In scenario (3) a client browser establishes a secure connection with a server by exchanging authentication information. The connection establishes trust between the client and server so that the authentication information does not have to be passed on each subsequent call. The server caches the authentication token and identifies it with the connection to the browser. This is handy because then the user does not have to log in again and can submit multiple requests during the same session to the same resource. Since the connection is established as secure, the user’s credentials do not have to be presented on each request.

Scenario (4) concerns creating and maintaining a shopping cart. Each item that a user selects to buy is put into the user’s shopping cart. Since a user may be shopping for awhile, the shopping cart may be stored in a database or other persistent storage, to avoid the expense of using main memory for information that is infrequently accessed.
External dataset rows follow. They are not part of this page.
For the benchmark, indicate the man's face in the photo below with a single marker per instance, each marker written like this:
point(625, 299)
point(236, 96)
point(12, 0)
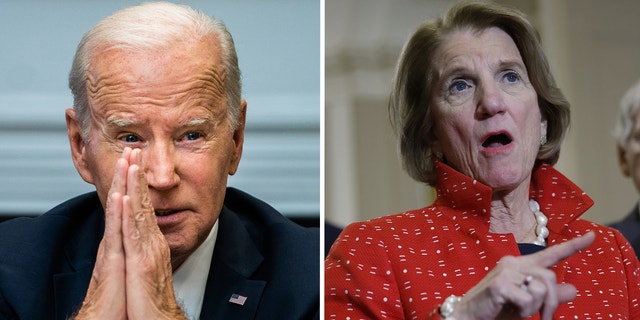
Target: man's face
point(170, 104)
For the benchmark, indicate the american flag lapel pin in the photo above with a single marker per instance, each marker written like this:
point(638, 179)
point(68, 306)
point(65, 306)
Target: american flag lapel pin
point(237, 299)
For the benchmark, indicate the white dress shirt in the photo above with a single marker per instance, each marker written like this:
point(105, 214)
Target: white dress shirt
point(190, 280)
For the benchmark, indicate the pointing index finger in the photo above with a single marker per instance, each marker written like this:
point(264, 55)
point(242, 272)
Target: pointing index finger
point(554, 254)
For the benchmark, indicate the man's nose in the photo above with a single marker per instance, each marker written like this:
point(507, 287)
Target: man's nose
point(161, 167)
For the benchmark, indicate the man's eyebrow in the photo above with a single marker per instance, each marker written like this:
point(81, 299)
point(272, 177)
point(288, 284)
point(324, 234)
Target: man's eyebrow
point(119, 122)
point(197, 122)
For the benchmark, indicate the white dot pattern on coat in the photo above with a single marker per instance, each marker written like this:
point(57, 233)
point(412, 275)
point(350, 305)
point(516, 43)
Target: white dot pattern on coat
point(403, 266)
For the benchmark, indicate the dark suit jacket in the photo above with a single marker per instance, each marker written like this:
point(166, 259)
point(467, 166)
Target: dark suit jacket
point(46, 262)
point(630, 229)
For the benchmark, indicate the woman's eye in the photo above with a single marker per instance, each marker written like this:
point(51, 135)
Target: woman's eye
point(512, 77)
point(458, 86)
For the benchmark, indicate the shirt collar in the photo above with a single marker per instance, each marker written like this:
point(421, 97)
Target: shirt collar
point(190, 279)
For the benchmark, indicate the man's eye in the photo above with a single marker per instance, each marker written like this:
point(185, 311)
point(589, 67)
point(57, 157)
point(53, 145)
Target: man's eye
point(130, 138)
point(192, 136)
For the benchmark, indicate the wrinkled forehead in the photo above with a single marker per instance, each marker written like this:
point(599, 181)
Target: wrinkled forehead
point(189, 70)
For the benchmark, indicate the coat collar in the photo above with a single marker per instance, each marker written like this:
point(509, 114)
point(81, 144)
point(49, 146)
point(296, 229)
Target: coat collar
point(560, 199)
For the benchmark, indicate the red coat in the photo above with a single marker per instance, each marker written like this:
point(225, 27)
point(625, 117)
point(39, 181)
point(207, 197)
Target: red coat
point(403, 266)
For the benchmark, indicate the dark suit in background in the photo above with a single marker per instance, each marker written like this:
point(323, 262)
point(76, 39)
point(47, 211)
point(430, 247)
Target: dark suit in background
point(46, 262)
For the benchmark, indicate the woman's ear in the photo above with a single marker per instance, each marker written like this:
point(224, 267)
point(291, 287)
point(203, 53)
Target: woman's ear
point(77, 144)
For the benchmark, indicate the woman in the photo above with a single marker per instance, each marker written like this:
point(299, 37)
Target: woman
point(479, 117)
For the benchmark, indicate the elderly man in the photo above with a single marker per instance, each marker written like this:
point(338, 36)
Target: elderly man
point(157, 127)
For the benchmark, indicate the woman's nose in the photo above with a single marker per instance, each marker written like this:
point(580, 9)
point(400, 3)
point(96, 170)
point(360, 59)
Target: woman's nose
point(490, 100)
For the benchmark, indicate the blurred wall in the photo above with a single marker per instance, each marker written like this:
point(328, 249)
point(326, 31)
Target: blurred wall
point(593, 47)
point(278, 45)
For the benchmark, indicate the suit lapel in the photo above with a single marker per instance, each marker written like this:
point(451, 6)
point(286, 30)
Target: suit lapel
point(235, 260)
point(70, 284)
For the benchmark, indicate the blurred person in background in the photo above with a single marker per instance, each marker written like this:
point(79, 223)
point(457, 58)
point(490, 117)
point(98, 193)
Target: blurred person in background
point(478, 116)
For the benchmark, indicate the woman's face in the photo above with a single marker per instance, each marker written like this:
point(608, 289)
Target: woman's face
point(487, 120)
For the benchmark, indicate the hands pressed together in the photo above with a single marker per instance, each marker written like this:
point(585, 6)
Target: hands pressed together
point(132, 277)
point(519, 287)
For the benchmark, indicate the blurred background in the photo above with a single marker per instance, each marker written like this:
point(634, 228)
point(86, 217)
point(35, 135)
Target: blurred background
point(278, 45)
point(594, 51)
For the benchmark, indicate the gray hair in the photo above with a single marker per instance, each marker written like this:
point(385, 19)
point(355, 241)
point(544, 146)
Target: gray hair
point(629, 105)
point(411, 98)
point(153, 25)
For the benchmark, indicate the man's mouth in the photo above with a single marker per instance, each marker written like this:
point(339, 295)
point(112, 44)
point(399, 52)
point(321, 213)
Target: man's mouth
point(497, 140)
point(162, 213)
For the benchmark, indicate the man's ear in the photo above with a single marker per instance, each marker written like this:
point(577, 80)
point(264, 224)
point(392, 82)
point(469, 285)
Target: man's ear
point(77, 144)
point(238, 139)
point(622, 161)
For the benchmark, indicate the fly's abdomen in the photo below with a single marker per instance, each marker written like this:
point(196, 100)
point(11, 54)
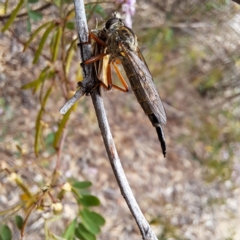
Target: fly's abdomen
point(141, 94)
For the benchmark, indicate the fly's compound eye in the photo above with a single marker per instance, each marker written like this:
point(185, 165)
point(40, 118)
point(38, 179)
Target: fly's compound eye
point(112, 21)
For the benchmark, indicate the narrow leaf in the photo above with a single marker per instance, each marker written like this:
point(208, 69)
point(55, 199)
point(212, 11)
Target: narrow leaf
point(38, 122)
point(36, 83)
point(5, 6)
point(81, 185)
point(69, 232)
point(13, 15)
point(69, 54)
point(35, 34)
point(70, 25)
point(34, 15)
point(42, 42)
point(32, 1)
point(61, 128)
point(56, 44)
point(5, 233)
point(83, 234)
point(89, 201)
point(19, 221)
point(29, 26)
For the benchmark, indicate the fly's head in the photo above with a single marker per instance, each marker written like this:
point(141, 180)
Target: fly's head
point(119, 33)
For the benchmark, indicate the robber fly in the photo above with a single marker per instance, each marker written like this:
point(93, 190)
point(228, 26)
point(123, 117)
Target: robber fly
point(114, 44)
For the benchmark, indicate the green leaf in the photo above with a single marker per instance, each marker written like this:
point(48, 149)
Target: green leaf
point(38, 122)
point(34, 15)
point(32, 1)
point(5, 233)
point(89, 201)
point(98, 219)
point(56, 44)
point(70, 25)
point(19, 221)
point(35, 34)
point(81, 185)
point(83, 234)
point(69, 55)
point(42, 42)
point(69, 232)
point(13, 15)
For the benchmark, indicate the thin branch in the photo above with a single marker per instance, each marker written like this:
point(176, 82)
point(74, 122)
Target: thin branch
point(147, 233)
point(25, 13)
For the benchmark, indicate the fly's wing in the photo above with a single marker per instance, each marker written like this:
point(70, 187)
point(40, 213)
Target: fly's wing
point(145, 79)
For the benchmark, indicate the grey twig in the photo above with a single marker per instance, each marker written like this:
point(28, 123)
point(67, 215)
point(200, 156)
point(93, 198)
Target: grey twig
point(88, 83)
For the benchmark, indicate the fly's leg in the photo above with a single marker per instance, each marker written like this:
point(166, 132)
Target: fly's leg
point(96, 38)
point(95, 58)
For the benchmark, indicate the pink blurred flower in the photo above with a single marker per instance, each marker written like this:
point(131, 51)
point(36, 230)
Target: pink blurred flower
point(128, 10)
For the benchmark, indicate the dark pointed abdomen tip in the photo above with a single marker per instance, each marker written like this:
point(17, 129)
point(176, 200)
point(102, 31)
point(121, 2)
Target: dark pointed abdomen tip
point(161, 140)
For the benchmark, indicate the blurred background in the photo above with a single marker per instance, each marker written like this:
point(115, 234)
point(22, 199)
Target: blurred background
point(192, 50)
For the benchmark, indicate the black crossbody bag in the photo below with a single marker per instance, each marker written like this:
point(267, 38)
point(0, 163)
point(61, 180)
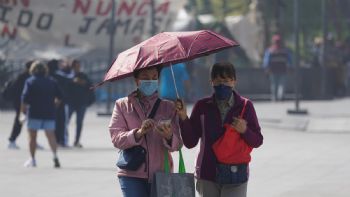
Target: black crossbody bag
point(132, 158)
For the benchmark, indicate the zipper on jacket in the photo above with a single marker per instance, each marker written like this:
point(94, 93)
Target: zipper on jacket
point(147, 162)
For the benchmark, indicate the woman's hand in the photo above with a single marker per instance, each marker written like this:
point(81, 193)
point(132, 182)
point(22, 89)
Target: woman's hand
point(146, 126)
point(180, 108)
point(165, 131)
point(240, 125)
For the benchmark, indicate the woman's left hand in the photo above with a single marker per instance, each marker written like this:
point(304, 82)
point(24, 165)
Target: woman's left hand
point(240, 125)
point(165, 131)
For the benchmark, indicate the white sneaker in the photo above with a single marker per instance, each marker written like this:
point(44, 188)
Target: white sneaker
point(13, 145)
point(39, 147)
point(30, 163)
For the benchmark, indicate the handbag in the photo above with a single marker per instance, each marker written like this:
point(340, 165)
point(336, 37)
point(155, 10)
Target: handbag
point(132, 158)
point(231, 174)
point(173, 184)
point(233, 155)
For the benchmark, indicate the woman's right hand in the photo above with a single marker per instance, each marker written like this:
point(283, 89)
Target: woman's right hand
point(180, 108)
point(146, 126)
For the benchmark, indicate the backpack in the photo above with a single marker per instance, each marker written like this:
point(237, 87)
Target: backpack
point(8, 92)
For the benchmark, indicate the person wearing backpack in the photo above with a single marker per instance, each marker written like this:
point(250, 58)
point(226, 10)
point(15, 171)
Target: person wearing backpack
point(14, 92)
point(211, 117)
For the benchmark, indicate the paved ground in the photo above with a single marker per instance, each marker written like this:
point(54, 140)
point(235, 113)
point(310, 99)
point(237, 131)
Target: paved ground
point(302, 156)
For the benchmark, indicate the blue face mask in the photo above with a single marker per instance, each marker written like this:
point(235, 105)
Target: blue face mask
point(222, 91)
point(148, 87)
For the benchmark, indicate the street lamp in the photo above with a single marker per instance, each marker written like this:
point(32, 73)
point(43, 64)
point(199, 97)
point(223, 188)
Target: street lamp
point(108, 111)
point(297, 110)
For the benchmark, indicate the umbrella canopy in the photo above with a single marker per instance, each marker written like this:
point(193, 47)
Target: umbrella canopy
point(167, 48)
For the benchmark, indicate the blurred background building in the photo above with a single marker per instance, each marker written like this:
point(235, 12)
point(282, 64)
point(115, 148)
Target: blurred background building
point(80, 29)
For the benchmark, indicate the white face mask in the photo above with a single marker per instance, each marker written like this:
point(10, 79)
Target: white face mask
point(148, 87)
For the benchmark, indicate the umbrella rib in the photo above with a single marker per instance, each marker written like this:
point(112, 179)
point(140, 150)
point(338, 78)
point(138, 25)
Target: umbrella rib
point(189, 51)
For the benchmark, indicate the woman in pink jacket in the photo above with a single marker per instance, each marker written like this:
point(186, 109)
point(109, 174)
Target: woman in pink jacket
point(130, 126)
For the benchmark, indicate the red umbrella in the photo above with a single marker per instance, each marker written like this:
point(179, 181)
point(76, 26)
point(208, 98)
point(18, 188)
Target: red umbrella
point(165, 49)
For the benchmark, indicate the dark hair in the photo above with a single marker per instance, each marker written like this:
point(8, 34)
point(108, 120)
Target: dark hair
point(75, 61)
point(137, 72)
point(38, 68)
point(223, 69)
point(28, 64)
point(53, 66)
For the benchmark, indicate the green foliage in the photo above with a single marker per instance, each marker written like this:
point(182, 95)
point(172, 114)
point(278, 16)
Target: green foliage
point(219, 8)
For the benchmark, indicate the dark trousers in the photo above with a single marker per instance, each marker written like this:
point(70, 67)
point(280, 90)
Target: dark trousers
point(17, 126)
point(61, 124)
point(134, 187)
point(80, 113)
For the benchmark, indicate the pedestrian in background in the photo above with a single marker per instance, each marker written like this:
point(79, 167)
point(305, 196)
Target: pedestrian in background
point(81, 98)
point(40, 94)
point(16, 91)
point(64, 77)
point(206, 123)
point(277, 61)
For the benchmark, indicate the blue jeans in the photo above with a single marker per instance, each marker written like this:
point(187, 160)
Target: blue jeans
point(277, 86)
point(80, 110)
point(134, 187)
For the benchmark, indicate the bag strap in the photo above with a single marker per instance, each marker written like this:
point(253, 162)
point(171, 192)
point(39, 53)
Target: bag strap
point(154, 109)
point(244, 107)
point(182, 168)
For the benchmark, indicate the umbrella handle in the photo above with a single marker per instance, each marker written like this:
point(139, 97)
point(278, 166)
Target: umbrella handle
point(172, 73)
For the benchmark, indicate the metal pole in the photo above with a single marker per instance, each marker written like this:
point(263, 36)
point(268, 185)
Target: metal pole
point(296, 60)
point(324, 49)
point(111, 31)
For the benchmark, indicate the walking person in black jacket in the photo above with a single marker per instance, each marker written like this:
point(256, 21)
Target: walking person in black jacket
point(40, 95)
point(16, 91)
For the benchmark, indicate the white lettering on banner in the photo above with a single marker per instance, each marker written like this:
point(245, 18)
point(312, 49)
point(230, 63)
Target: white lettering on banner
point(83, 23)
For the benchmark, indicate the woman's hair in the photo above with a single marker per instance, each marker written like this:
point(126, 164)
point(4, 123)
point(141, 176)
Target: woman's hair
point(38, 68)
point(223, 69)
point(137, 72)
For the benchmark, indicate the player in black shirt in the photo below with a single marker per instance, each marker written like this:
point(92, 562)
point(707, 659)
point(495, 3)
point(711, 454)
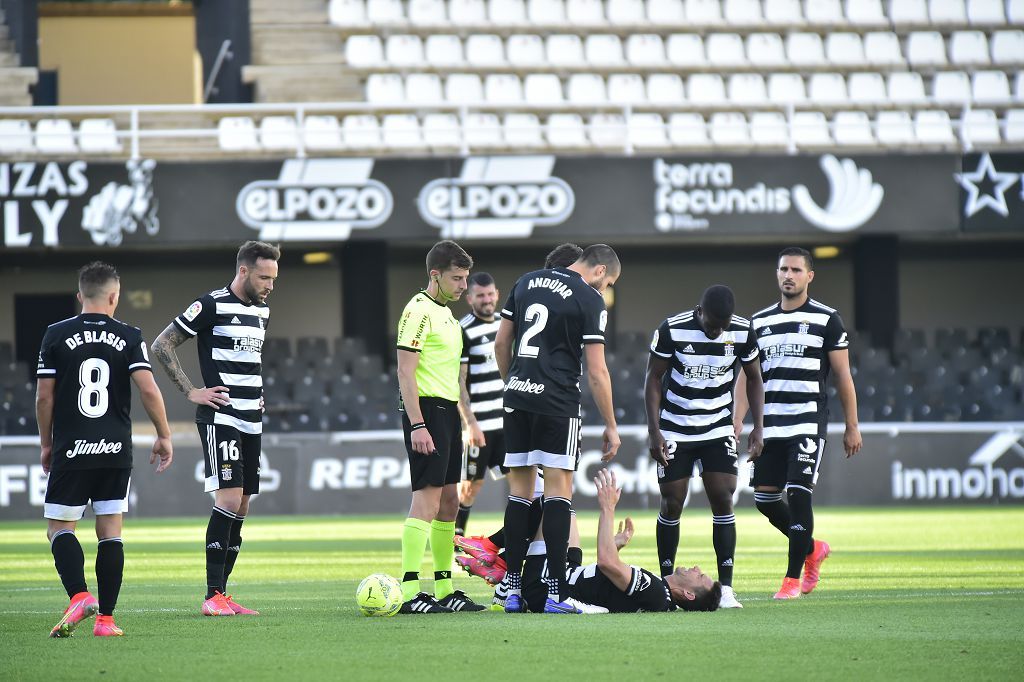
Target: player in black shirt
point(83, 405)
point(230, 326)
point(551, 316)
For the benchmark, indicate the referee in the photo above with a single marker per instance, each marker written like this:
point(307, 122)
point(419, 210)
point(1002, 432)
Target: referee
point(429, 355)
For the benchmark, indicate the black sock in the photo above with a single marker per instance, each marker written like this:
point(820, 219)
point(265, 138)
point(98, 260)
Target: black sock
point(774, 509)
point(724, 538)
point(801, 528)
point(557, 518)
point(516, 542)
point(667, 535)
point(70, 561)
point(462, 518)
point(233, 547)
point(218, 535)
point(110, 571)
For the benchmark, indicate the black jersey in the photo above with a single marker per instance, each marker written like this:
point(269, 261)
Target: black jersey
point(555, 313)
point(646, 592)
point(230, 335)
point(795, 347)
point(91, 357)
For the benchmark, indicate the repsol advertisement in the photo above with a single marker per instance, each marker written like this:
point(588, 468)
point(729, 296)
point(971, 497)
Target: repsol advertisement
point(368, 472)
point(144, 204)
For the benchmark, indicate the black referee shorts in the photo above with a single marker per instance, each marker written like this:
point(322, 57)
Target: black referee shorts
point(443, 466)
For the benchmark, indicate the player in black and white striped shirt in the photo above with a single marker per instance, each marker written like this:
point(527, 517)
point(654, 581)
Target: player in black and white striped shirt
point(688, 395)
point(480, 393)
point(800, 341)
point(229, 325)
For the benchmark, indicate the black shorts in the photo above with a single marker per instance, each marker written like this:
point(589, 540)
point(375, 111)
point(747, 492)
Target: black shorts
point(444, 465)
point(492, 456)
point(231, 458)
point(532, 439)
point(791, 461)
point(717, 456)
point(69, 493)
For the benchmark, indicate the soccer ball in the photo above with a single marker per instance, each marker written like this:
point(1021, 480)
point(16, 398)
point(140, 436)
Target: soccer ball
point(379, 595)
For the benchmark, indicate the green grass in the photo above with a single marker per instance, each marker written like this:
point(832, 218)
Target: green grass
point(907, 594)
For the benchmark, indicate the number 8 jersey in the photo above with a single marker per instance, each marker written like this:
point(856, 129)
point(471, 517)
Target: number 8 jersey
point(91, 357)
point(555, 313)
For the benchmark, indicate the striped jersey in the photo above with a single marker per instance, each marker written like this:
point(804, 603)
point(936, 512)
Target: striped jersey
point(795, 346)
point(230, 335)
point(482, 380)
point(696, 400)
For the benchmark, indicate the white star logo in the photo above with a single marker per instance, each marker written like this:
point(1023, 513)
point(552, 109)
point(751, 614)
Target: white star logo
point(976, 201)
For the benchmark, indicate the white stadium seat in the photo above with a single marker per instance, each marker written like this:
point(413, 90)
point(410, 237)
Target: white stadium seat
point(98, 135)
point(894, 128)
point(385, 89)
point(969, 47)
point(607, 130)
point(364, 51)
point(852, 129)
point(906, 88)
point(688, 130)
point(525, 50)
point(424, 88)
point(810, 129)
point(729, 129)
point(748, 89)
point(980, 126)
point(463, 89)
point(503, 89)
point(786, 89)
point(951, 87)
point(235, 133)
point(15, 135)
point(443, 50)
point(665, 89)
point(522, 130)
point(543, 89)
point(725, 49)
point(604, 50)
point(933, 127)
point(647, 131)
point(769, 129)
point(361, 131)
point(322, 132)
point(882, 48)
point(279, 132)
point(766, 49)
point(805, 49)
point(484, 50)
point(926, 48)
point(627, 89)
point(586, 89)
point(401, 131)
point(686, 50)
point(989, 87)
point(565, 130)
point(946, 11)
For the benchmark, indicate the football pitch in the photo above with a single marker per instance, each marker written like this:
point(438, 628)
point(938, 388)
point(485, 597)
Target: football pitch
point(907, 594)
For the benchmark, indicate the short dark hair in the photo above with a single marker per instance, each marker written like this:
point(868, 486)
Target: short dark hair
point(707, 600)
point(601, 254)
point(251, 251)
point(480, 280)
point(797, 251)
point(93, 278)
point(562, 255)
point(718, 302)
point(445, 255)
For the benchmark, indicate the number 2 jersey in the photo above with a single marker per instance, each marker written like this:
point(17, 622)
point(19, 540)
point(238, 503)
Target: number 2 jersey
point(91, 357)
point(555, 314)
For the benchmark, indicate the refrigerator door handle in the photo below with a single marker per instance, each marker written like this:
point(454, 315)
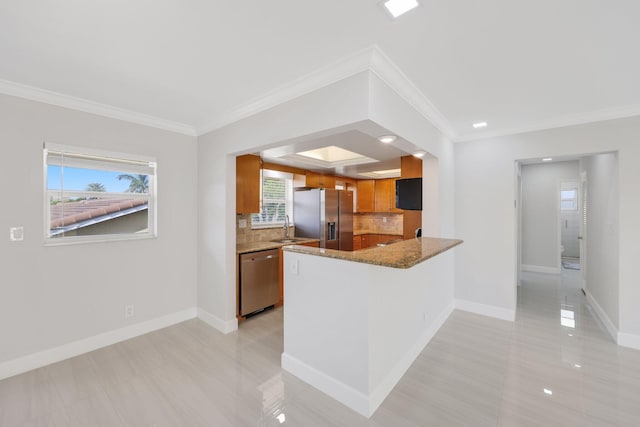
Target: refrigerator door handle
point(331, 231)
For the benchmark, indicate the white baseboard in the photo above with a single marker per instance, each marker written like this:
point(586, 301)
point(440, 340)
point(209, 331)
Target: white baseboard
point(602, 316)
point(540, 269)
point(343, 393)
point(629, 340)
point(486, 310)
point(395, 375)
point(76, 348)
point(224, 326)
point(354, 399)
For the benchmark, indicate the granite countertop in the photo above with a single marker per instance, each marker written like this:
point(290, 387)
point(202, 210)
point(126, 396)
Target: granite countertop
point(243, 248)
point(403, 254)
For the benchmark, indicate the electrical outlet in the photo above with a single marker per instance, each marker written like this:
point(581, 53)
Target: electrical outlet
point(129, 310)
point(16, 234)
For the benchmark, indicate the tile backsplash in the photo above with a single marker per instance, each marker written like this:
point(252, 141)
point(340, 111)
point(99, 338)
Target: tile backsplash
point(372, 223)
point(378, 223)
point(247, 235)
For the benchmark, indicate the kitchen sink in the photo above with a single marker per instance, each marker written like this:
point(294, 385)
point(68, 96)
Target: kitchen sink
point(287, 240)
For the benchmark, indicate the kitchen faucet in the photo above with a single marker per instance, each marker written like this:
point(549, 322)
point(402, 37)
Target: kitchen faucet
point(287, 232)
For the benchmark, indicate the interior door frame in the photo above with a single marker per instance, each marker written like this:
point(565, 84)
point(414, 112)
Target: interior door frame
point(562, 185)
point(584, 193)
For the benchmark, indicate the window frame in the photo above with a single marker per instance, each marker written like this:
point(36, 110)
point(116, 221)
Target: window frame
point(575, 200)
point(276, 174)
point(99, 156)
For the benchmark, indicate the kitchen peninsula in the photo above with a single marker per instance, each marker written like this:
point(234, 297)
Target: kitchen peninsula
point(355, 321)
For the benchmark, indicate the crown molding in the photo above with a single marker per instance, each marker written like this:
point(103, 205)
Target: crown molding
point(339, 70)
point(569, 120)
point(371, 58)
point(383, 67)
point(54, 98)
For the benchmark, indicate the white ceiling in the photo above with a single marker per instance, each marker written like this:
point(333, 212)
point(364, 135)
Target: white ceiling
point(517, 65)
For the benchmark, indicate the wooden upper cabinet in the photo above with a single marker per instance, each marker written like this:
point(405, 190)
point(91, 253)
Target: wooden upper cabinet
point(385, 195)
point(316, 180)
point(366, 195)
point(248, 184)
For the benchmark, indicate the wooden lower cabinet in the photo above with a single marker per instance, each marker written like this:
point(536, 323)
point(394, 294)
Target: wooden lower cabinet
point(357, 243)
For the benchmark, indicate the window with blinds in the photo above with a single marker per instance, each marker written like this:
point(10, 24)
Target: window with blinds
point(276, 199)
point(93, 195)
point(569, 199)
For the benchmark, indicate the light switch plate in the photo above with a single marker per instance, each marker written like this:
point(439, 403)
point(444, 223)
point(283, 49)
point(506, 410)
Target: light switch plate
point(16, 234)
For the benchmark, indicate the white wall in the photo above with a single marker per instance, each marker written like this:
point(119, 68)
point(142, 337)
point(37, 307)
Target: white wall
point(334, 106)
point(51, 296)
point(540, 213)
point(352, 329)
point(485, 218)
point(602, 232)
point(332, 109)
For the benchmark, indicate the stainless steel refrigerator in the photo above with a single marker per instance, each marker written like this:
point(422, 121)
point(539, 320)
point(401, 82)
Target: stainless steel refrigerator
point(325, 214)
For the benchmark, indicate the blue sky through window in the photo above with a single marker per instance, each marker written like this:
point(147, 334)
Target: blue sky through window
point(77, 179)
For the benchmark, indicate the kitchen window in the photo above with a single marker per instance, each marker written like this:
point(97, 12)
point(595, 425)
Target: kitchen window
point(93, 195)
point(276, 199)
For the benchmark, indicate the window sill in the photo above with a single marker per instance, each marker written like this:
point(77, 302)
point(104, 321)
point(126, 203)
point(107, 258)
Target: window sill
point(79, 240)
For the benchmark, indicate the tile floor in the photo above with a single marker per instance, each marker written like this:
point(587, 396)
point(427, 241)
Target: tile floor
point(477, 371)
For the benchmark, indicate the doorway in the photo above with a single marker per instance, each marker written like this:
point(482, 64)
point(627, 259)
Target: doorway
point(570, 208)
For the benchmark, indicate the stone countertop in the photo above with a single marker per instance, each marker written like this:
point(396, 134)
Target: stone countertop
point(403, 254)
point(243, 248)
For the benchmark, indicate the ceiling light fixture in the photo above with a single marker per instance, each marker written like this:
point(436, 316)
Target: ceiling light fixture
point(387, 139)
point(400, 7)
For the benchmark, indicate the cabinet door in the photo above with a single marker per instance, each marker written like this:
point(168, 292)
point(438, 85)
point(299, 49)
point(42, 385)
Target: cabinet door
point(316, 180)
point(365, 195)
point(248, 184)
point(357, 242)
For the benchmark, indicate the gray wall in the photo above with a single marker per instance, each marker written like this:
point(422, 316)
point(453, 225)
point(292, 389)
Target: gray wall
point(53, 295)
point(540, 211)
point(486, 218)
point(602, 232)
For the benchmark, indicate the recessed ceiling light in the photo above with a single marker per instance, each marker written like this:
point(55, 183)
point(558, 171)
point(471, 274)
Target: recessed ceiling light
point(400, 7)
point(388, 173)
point(387, 139)
point(330, 154)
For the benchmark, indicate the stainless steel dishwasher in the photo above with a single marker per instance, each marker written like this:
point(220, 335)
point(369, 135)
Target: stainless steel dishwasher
point(259, 286)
This need not be written in the context of a transaction. However, the shopping cart is not the permanent state. The server system retains the shopping cart until either the user checks out and purchases the items in the cart, or until a time-out has occurred after which the server disposes of the shopping cart. The shopping cart is the shared state between the user and the system. So is the user ID that the system needs to know in order to find the user’s shopping cart while processing each of the user’s operations.

What user ID should be associated with the shopping cart? If the server is stateful, the session ID can be used to identify the user and hence the shopping cart. If the session goes away before the customer purchases the contents of the shopping cart, then the shopping cart can be deleted. If the server is stateless, and the user has not identified herself to the server, then the system must generate a user ID. Since the server is stateless, that user ID must accompany every call by that user to the server. One way to do this is to ensure that all calls from the client to the server, and all return messages, include the server-generated user ID. Since this is rather inconvenient, a different mechanism has been adopted for web browsers, called cookies.

A cookie is a small amount of information sent by a server to a web browser that the web browser then stores persistently and returns to the same server on subsequent calls. For example, when an anonymous user places his or her first item in a shopping cart, the server that performs the action could generate a user ID for that user and return it in a cookie. The user’s subsequent requests to that server would contain the cookie and therefore would tell the server which shopping cart is relevant to those subsequent requests. Thus, the cookie is the shared state between the web browser and the server.

A cookie has a name, domain, and path, which together identify the cookie. It also has a value, which is the content of the cookie, such as a server-generated user ID for the shopping cart. For privacy reasons, the browser should send the cookie with HTTP requests only to the cookie’s domain (e.g., books.elsevier.com). Since cookies are easily sniffed, they are also usually encrypted. Each cookie also has an expiration date, after which the browser should dispose of the cookie.

Cookies are sometimes not available, for example, because a user disabled them in the browser. In this case, the server can use a different technique, called URL rewriting. Before the server sends an HTML page back to the browser, it rewrites all the URLs on the page to include the user’s session ID. For example, it could append “;jsessionid=1234” to every URL on the page. That way, any action that the user takes on that page causes the session ID to be sent back to the server.

URL rewriting is less secure than an encrypted cookie, since it can be seen by others. Moreover, an unsuspecting user might copy the rewritten URL into an e-mail to send to a friend, who might thereby have access to the sender’s private session information.

In summary, maintaining the state across multiple requests requires a fair bit of design effort to choose where and how the state is identified and maintained. For this reason, it is worthwhile to design an application to limit the use of shared state whenever possible.